Lake Placid is often called the Olympic Village, and the area around it the Olympic Region. These are important reminders of the area’s two Winter Olympics, but visitors usually see that only as history.

It’s certainly one heck of a history, but the great thing is that there’s so much more to it.

To locals, it’s more like the “Olympic Community” – a living, current, ever-changing thing that values Bill Demong and Andrew Weibrecht’s 2010 medals even higher than the 1980 “Miracle on Ice” or Eric Heiden’s five golds, because, hey, Billy and Andrew grew up here. We know them. We know their parents and siblings. They’re part of our community. They’re the ones our kids idolize.

The Olympic Community is a culture of lining up outside the ski and skate swap to get the best deals, and meeting half the people you know there. It’s about getting your kids on boards and blades when they’re 2 or 3 years old. It’s about struggling with incentives to get them into the woods for cross-county ski outings. It’s a place where the places parents chat are ice rinks and ski centers, where a high school’s nordic ski team has more than 5 percent of the student body, where churches have to schedule their religious education around hockey practice, where middle schoolers do luge and bobsledding and ski jumping, where people stay active all winter and laugh at the cold because it sure beats cabin fever.

Go a few miles in any direction, and it’s not like this. Sure, they like to play hockey and ski, but it doesn’t pervade the society the way it does here. At potluck dinners, they don’t talk about where they’ve been out skiing. If you wait tables in Malone or Plattsburgh, your chances of working with an Olympic hopeful are pretty much nil, but in Lake Placid, it’s pretty likely.

It’s a culture that gets very fired up every four years, a place that has sent at least one local athlete to every Winter Olympics, starting in 1924 in Chamonix, France. It sent 12 to the 2010 games, and that’s just the ones who either grew up here or have made the area their year-round home – not including those who live here half the year to train, or who have done so in the past.

This is a place where the small local newspaper sends reporters to cover those Olympians in places like Salt Lake City, Vancouver and, this February, Sochi, Russia. Our senior sports writer, Lou Reuter, will cover his third winter games in February. For our senior news reporter, Chris Knight, it’ll be his first. (We had previously reported that Sports Writer Mike Lynch would accompany Lou, but he opted out, so now it’s Chris.) We’re thrilled to be able to bring you this kind of close-up reporting from halfway around the world.

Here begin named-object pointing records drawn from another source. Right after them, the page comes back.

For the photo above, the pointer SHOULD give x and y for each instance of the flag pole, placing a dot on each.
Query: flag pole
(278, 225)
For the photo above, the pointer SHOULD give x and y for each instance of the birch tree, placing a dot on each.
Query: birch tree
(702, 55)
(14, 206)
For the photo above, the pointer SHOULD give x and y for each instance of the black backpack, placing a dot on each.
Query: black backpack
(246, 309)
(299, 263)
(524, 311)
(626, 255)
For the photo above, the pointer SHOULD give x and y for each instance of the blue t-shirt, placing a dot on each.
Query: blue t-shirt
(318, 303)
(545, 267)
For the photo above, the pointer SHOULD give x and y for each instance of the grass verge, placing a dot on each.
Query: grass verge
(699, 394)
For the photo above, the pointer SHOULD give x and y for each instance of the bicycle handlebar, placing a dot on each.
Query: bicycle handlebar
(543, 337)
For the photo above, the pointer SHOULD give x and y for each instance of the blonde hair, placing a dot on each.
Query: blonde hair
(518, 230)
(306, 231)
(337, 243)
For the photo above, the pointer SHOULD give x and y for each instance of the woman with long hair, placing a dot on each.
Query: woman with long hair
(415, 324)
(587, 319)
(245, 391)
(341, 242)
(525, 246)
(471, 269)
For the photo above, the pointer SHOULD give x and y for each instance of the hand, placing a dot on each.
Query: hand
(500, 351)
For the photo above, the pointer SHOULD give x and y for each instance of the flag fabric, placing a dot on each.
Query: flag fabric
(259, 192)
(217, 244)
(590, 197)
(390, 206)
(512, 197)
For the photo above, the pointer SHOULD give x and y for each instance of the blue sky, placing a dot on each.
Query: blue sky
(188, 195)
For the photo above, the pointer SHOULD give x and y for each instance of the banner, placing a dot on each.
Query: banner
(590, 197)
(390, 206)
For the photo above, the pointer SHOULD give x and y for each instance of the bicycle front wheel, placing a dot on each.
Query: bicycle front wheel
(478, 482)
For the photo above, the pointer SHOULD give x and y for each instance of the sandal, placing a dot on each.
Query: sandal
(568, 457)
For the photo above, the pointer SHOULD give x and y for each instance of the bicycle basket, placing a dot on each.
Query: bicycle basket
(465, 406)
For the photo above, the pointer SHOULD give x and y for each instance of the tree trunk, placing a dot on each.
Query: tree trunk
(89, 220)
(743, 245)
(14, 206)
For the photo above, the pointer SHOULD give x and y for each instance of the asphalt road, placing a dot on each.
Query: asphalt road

All of this brings us to Sunday’s Send-off to Sochi, at 4 p.m. at the ski jumps. The state Olympic Regional Development Authority – a big part of the Olympic Community up here – will host this opportunity for local people to meet local winter athletes and wish them well on the road to becoming 2014 Olympians. This weekend happens to be a time when most of our Olympic prospects are here in town: Ski jumpers and nordic combined skiers are competing in national championships – we don’t even wait for winter to do winter sports here – and the sliding sports are in the middle of team trials at Mount Van Hoevenberg. Unfortunately, the local biathletes will miss it – they have to fly out today for a three-week training camp in Utah – but they’ll be back in town for a bit in November before their World Cup season begins.

We encourage you to attend the Send-off to Sochi. This is the kind of thing the Olympic Community is all about. It’s a continuation of the small-town Olympic spirit that charmed the world at the 1932 and 1980 winter games. It’s the way the Winter Olympics originally were, before they outgrew the mountain towns that gave them birth.